Housing and Urban Development notified Congress Wednesday of the new rule, kicking off a schedule of publication and notice and comment that could have the plan finalized later this summer.
The plan would scrap Clinton-era regulations that allowed illegal immigrants to sign up for assistance without having to disclose their status.
Under the new Trump rules, not only would the leaseholder using public housing have to be an eligible U.S. person, but the government would verify all applicants through the Systematic Alien Verification for Entitlements (SAVE) database, a federal system that’s used to weed illegal immigrants out of other welfare programs.
Those already getting HUD assistance would have to go through a new verification, though it would be over a period of time and wouldn’t all come at once.
“We’ve got our own people to house and need to take care of our citizens,” an administration official told The Washington Times. “Because of past loopholes in HUD guidance, illegal aliens were able to live in free public housing desperately needed by so many of our own citizens. As illegal aliens attempt to swarm our borders, we’re sending the message that you can’t live off of American welfare on the taxpayers’ dime.”
Illegal immigrants’ access to taxpayer-funded welfare and other benefit programs has long been controversial.
It was considered a non-starter for Democrats when they wrote Obamacare a decade ago, and they excluded illegal immigrants from the health law. But the party’s attitude has changed and now some Democrats are pushing to expand the 2010 law to include unauthorized migrants.
Polling, though, suggests Americans remain opposed to public benefits flowing to illegal immigrants, and President Trump has suggested it’s time to crack down on loopholes and interpretations that have allowed them to do so.
In the case of Section 8 housing assistance, there are competing laws that have created confusion.
In 2017 the HUD inspector general investigated illegal immigrants in New York who were using public housing under a special program for people with HIV or AIDS, and found that the government had never clearly stated whether housing was a federal public benefit subject to a 1996 ban for unauthorized migrants.
Further complicating matters, Clinton-era rules specifically allowed “mixed” immigration status families to gain housing benefits. As long as one person in the home is an eligible U.S. resident, a family can qualify. The eligible person doesn’t need to be the head of the household, and could even be a minor child.
The government created a system that allows people to apply for housing assistance as “non-contending,” meaning they decline to say whether they were legally in the country. Benefits are supposed to be adjusted on a pro-rated basis to account for those non-contenders.
The new HUD proposal is likely to draw opposition from immigrant-rights activists who say penalizing mixed-status families means hurting the legal residents in those families, who are often young children.

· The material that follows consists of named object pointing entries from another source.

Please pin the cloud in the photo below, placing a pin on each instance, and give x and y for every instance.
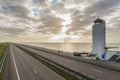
(51, 24)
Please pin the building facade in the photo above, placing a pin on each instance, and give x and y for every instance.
(98, 38)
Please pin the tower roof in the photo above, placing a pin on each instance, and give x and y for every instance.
(98, 20)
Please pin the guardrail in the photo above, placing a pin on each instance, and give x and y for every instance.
(79, 75)
(2, 61)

A similar argument is playing out in a debate over certain tax credits that, while claimed on behalf of citizen children, are paid to illegal immigrant parents.
GOP-led efforts to tighten those tax rules have met with stiff resistance.

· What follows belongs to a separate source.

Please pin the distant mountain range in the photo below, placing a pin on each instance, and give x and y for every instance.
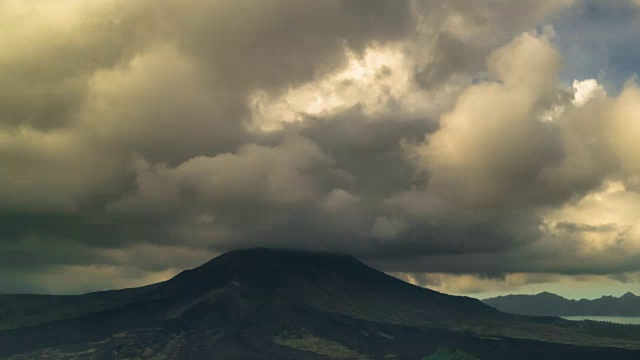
(272, 304)
(548, 304)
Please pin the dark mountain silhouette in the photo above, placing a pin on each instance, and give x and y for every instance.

Yet the administration argues the lengthy backlogs for housing assistance makes the new HUD proposal an obvious change.
Only one in four families that would qualify for housing assistance actually get the benefit right now, and most of those waiting for HUD help are likely poor seniors or people living with a disability.
The average waiting time nationally for housing assistance is 26 months. In places like Los Angeles it’s more than four years.
Singer and actress Cher seemed to take notice of the challenge in a tweet earlier this week.
“I understand helping struggling immigrants,” she said, “but my city (Los Angeles) isn’t taking care of its own.”
She pointed to 50,000 citizens she said were living on the streets, are below the poverty line and go hungry.
“If my state can’t take care of its own ... how can it take care of more,” Cher wondered.
Mr. Trump approvingly retweeted Cher’s post.
“This proposal gets to the whole point Cher was making,” the administration official told The Times.